This is what fibrocalcified hilar lymph nodes look like. The are crunchy and hard to cut with a scalpel blade. The black color is from anthrocotic pigment which is a common pigment found in smokers and people who live in a city and inhale smog. This finding alone. in more than one hilar or peri bronchial LN could be indicitive of a progessive primary TB lesion that burned out, or a reactivated or reinfected secondary TB infection that burned out.
This is the anterior view of the lungs. Here if you look closely you can see bilateral apical scarring on the upper lobes of both lungs. This finding suggest 2 possible lesions which may indicate a secondary reinfection. It is suggested the bacteria like the apex of the lung because the they require more oxygen to grow.
Oncocytoma of the Kidney
This is a pretty cool, more rare gross finding. An oncocytoma of the kidney is actually a benign tumor (non cancerous) but does cause enough issues that it needs to be surgically removed. These tumors rarely become malignant and metastasize. Sometimes this tumor can be seen on imaging because it has a very specific appearance with a central scar. The true diagnosis of an oncocytoma can not be made until it is received in the pathology laboratory and grossly and microscopically examined. The presence of a scar alone does not mean this is an oncocytoma, scars can be seen in cancerous kidney tumors as well, but it is less likely. Scars are more common in benign tumors because they are slow growing. The center of the tumor can “die off” because of lack of blood supply. In slow growing tumors, the center tissue has time to repair itself causing a scar. Because malignant tumors are usually faster growing the center dies and does not have time to heal itself before it is surgically removed. Malignant tumors can have a central area of necrosis or dead tissue.
This is what an oncocytoma would like like on CT imaging. The red arrows are pointing to the oncocytoma tumor in the kidney.
Grossly it is smooth, homogenous and said to have a mahogany color with a central scar. I have seen a few and the color can range from a tan-orange to a red- brown mahogany color. The location of this particular oncocytoma is in the upper/mid pole and is rather large. It is very close to the hilium (which is where the ureter and renal vein and artery enter the kidney). This tumor could not be removed (partial nephrectomy) because of the location to these delicate structures so the surgeon had to do a radical nephrectomy (removal of entire kidney and a portion of the ureter).
Closer examination of the tumor shows the scar.
Most cases of renal oncocytomas are asymptomatic, discovered incidentally on CT or ultrasound imaging of the abdomen. Some of the possible symptoms are: hematuria (bloody urine), flank pain and abdominal mass.
Gangrene…
Gangrene specimens are nasty. It can be seen anywhere on the body, but is most common on the digits, feet and hands. The term gangrene in the medical field refers to an area of the body that has lost blood supply and the tissue in that area is dead. Tissue can lose its blood supply for many reasons including PVD (peripheral vascular disease), diabetes, vasculitis, trauma or infections.
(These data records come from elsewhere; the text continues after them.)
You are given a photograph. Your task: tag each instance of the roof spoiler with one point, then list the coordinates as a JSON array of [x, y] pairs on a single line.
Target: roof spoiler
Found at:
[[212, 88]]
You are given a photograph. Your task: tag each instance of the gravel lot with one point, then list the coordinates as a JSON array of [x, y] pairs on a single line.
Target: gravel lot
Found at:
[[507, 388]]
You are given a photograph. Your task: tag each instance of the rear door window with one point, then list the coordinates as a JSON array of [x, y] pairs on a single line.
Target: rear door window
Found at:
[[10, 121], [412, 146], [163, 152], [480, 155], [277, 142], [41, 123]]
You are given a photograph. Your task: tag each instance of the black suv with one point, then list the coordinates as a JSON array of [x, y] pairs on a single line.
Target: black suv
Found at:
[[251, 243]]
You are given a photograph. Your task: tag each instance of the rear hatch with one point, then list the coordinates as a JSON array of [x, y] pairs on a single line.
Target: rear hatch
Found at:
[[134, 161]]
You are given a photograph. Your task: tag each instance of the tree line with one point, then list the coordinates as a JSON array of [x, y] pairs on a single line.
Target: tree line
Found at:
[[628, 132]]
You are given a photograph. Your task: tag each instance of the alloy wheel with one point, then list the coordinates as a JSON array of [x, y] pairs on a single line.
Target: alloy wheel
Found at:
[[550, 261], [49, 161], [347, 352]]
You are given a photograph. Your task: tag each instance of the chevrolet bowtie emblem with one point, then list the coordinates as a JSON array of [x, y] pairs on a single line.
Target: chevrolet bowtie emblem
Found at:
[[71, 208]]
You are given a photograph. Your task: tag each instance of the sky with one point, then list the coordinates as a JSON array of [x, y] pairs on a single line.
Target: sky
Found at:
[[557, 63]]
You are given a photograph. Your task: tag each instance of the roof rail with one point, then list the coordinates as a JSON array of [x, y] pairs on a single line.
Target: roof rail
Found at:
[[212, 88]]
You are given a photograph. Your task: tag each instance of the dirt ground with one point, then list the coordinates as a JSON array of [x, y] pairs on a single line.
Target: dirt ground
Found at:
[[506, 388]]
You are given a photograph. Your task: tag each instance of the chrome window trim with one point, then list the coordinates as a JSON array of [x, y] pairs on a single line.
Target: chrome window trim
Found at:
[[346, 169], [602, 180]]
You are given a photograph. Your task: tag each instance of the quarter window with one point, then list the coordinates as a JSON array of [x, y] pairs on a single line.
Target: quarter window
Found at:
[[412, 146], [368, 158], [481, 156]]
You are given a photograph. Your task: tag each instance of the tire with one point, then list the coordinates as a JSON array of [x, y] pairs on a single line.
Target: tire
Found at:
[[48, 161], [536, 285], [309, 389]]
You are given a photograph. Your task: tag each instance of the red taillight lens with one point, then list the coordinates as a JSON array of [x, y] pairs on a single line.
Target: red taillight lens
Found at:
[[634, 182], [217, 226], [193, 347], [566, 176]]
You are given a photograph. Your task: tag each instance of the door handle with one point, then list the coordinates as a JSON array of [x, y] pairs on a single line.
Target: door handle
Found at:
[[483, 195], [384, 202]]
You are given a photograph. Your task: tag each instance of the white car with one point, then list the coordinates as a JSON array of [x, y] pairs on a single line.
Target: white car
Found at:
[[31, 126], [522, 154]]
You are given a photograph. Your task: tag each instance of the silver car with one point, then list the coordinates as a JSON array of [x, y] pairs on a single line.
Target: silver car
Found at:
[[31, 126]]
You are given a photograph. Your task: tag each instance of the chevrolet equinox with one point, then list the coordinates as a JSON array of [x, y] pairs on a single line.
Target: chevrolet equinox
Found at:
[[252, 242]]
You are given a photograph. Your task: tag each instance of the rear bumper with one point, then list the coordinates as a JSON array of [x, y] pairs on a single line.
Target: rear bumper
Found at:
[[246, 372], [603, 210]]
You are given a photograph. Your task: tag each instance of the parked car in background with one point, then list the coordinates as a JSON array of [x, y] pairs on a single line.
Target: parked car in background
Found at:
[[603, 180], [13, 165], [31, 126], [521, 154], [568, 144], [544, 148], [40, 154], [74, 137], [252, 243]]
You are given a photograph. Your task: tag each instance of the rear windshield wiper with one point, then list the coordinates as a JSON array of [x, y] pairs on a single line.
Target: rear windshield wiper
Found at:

There are two major types of gangrene referred to as dry and wet. Many cases of dry gangrene are not infected. All cases of wet gangrene are considered to be infected, almost always by bacteria (e.g. Clostridium perfringens). Clostridium perfringens is an anaerobic bacteria and grows best in areas with a lack of oxgen. Because there is no arterial blood flow carrying oxygenated blood to this site of infection, it is the perfect condition for these bacteria to grow. Many other organisms such as Streptococcus, Staphylococcus, Bacteroides, and Escherichia can also be seen in wet gangrene.
Wet gangrene is the most dangerous type of gangrene because if it is left untreated, the patient usually develops sepsis and dies within a few hours or days. Sepsis is when bacteria leaves the localized area of infection and goes into the blood stream. When bacteria is in the blood it gives the bacteria access to all of the bodies organs. The bacteria then “attacks” all the organs and the patient will die from multi-system organ failure. Sepsis can sometimes be treated by IV antibiotics. If a patient is not healthy there is a high risk of death associated with sepsis. Certain bacteria can cause massive destruction to even a healthy patient resulting in death (such as Neisseria meningitidis, a bacteria that can cause bacterial meningitis) .
Wet gangrene results from an untreated (or inadequately treated) infection in the body where the local blood supply has been reduced or stopped by tissue swelling, gas production in tissue, bacterial toxins, or all of these factors in combination. Conditions that compromise the blood flow such as burns or vascular trauma can occur first. Then the locally compromised area becomes infected, which can result in wet gangrene. Wet gangrene is the type that is most commonly thought of when the term gangrene is used. This photo is a good example of wet gangrene. The right foot of this patient is slightly bloated with dusky, purple-gray skin that is sloughed or slipping. The dermis beneath this slipped skin is usually red-purple or can even be gray-green, “wet” appearing and very malodorous.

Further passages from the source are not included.